Tuesday, December 4, 2007

...starting at center...E.J. Corey....

Yesterday I got an email from the folks at Wiley Scientific. They wanted me to know that the current issue of Journal of Pharmaceutical Sciences was available free of charge. The complimentary online access is in honor of Professor William Higuchi. I first thought to myself, "who the hell is William Higuchi." After further thought I realized, if a publication such as this is going to make such a fuss over someone, that someone is probably very important in that field. Perhaps I am a bit naive when it comes to the big players in the world of pharmaceutics. Well, to be honest, I should drop the "perhaps" in that last sentence.

I found myself in the same situation I find my students in.
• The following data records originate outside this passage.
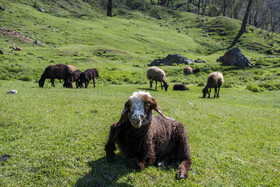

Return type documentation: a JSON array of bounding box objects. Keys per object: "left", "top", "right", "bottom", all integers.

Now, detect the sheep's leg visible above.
[
  {"left": 127, "top": 140, "right": 156, "bottom": 169},
  {"left": 150, "top": 79, "right": 153, "bottom": 89},
  {"left": 176, "top": 124, "right": 192, "bottom": 179},
  {"left": 63, "top": 79, "right": 70, "bottom": 88},
  {"left": 214, "top": 87, "right": 219, "bottom": 98},
  {"left": 208, "top": 88, "right": 211, "bottom": 98},
  {"left": 51, "top": 78, "right": 55, "bottom": 87},
  {"left": 105, "top": 123, "right": 118, "bottom": 162}
]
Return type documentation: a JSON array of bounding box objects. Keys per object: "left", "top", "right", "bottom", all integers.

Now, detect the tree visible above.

Most of my students (at least early on) have never heard of E.J. Corey, Woodward, Sharpless, Trost, Grubbs, etc... I had never heard of Higuchi but upon reading the article in the JPS and on his website, I realized he is quite the deal in pharmaceutics.
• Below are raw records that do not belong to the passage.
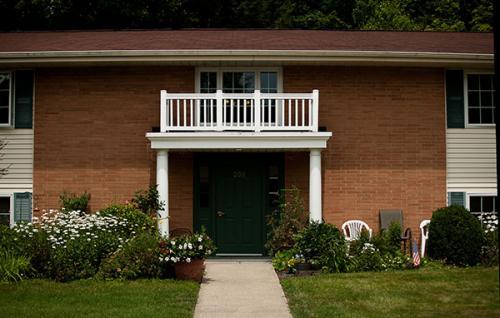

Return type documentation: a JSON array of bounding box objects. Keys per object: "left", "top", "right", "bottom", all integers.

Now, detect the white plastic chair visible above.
[
  {"left": 420, "top": 220, "right": 431, "bottom": 257},
  {"left": 342, "top": 220, "right": 372, "bottom": 241}
]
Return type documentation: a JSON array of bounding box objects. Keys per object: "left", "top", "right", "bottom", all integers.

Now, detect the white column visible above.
[
  {"left": 309, "top": 149, "right": 322, "bottom": 222},
  {"left": 156, "top": 149, "right": 169, "bottom": 237}
]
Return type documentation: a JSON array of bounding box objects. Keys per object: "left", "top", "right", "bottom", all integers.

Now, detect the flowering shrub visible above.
[
  {"left": 294, "top": 222, "right": 347, "bottom": 272},
  {"left": 159, "top": 232, "right": 215, "bottom": 264},
  {"left": 14, "top": 211, "right": 136, "bottom": 281},
  {"left": 97, "top": 233, "right": 165, "bottom": 279},
  {"left": 479, "top": 213, "right": 498, "bottom": 266},
  {"left": 99, "top": 204, "right": 157, "bottom": 233},
  {"left": 428, "top": 205, "right": 484, "bottom": 266},
  {"left": 478, "top": 213, "right": 498, "bottom": 234}
]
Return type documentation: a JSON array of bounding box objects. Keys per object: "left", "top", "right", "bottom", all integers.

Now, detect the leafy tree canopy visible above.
[{"left": 0, "top": 0, "right": 493, "bottom": 32}]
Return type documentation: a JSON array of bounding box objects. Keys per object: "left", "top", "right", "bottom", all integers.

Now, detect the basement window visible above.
[
  {"left": 0, "top": 72, "right": 12, "bottom": 126},
  {"left": 0, "top": 197, "right": 10, "bottom": 225}
]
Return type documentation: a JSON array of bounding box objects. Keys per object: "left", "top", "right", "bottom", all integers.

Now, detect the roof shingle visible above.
[{"left": 0, "top": 29, "right": 493, "bottom": 54}]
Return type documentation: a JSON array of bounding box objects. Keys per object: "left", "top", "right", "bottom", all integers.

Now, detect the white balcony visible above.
[{"left": 160, "top": 90, "right": 319, "bottom": 133}]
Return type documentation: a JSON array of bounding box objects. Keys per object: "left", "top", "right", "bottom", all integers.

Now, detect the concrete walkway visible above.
[{"left": 194, "top": 259, "right": 291, "bottom": 318}]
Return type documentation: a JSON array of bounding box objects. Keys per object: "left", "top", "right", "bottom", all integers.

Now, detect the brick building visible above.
[{"left": 0, "top": 30, "right": 497, "bottom": 254}]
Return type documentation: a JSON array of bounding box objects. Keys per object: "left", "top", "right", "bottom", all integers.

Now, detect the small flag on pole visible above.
[{"left": 412, "top": 240, "right": 420, "bottom": 267}]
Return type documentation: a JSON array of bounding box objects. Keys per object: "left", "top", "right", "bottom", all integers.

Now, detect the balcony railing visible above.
[{"left": 160, "top": 90, "right": 319, "bottom": 132}]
I'm much more familiar with organic chemists. A few years ago, as a way of putting the players in this field in perspective for my students, I started using sports analogies. This worked for 80% of my students. The other 20% were annoyed that once again I had boiled something down to sports [1].

I'll stick with the NBA since most of the players are fairly recognizable.
E.J. Corey is the Larry Bird of Chemistry
Grubbs is the Kobe Bryant of Chemistry
Sharpless is the Magic Johnson of Chemistry
Hoffmann is the Scottie Pippen of Chemistry
Nicolaou is the Karl Malone of Chemistry

These are fairly big names and they correspond to big names in the NBA. Frankly, the names get swapped around all of the time, but the point is made that if Chemistry was a spectator sport, we would know all of these names.
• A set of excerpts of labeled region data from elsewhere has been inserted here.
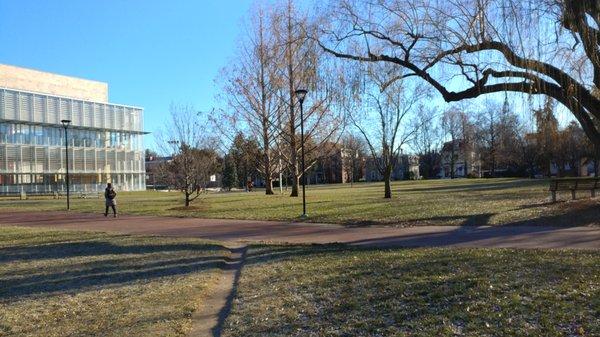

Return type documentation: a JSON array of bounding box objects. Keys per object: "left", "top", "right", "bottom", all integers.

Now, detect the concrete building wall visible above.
[{"left": 0, "top": 64, "right": 108, "bottom": 103}]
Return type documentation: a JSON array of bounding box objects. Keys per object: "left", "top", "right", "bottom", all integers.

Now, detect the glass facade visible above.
[{"left": 0, "top": 89, "right": 145, "bottom": 193}]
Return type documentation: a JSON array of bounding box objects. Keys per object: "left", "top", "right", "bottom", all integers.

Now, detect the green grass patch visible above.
[
  {"left": 223, "top": 246, "right": 600, "bottom": 337},
  {"left": 0, "top": 179, "right": 600, "bottom": 226},
  {"left": 0, "top": 227, "right": 229, "bottom": 337}
]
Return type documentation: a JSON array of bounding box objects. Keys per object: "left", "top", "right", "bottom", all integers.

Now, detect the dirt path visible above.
[{"left": 0, "top": 212, "right": 600, "bottom": 249}]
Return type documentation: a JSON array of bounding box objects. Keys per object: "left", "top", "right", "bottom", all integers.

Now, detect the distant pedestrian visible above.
[{"left": 104, "top": 183, "right": 117, "bottom": 218}]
So, who are your superstar chemists and what sports figure are they analogous to? Who is the Michael Jordan of Chemistry? Better yet, who is the Luke Walton, Stephan Marbury, Vlade Divacs etc... of Chemistry?

[1] For me, most of my analogies involve sports or kindergarteners, but the kindergartener thing is another post.


Russ said...

Emil Fischer is the James Naismith of Organic Chemistry.

Chemgeek said...


I tried to stay away from the old school guys. There's just too many.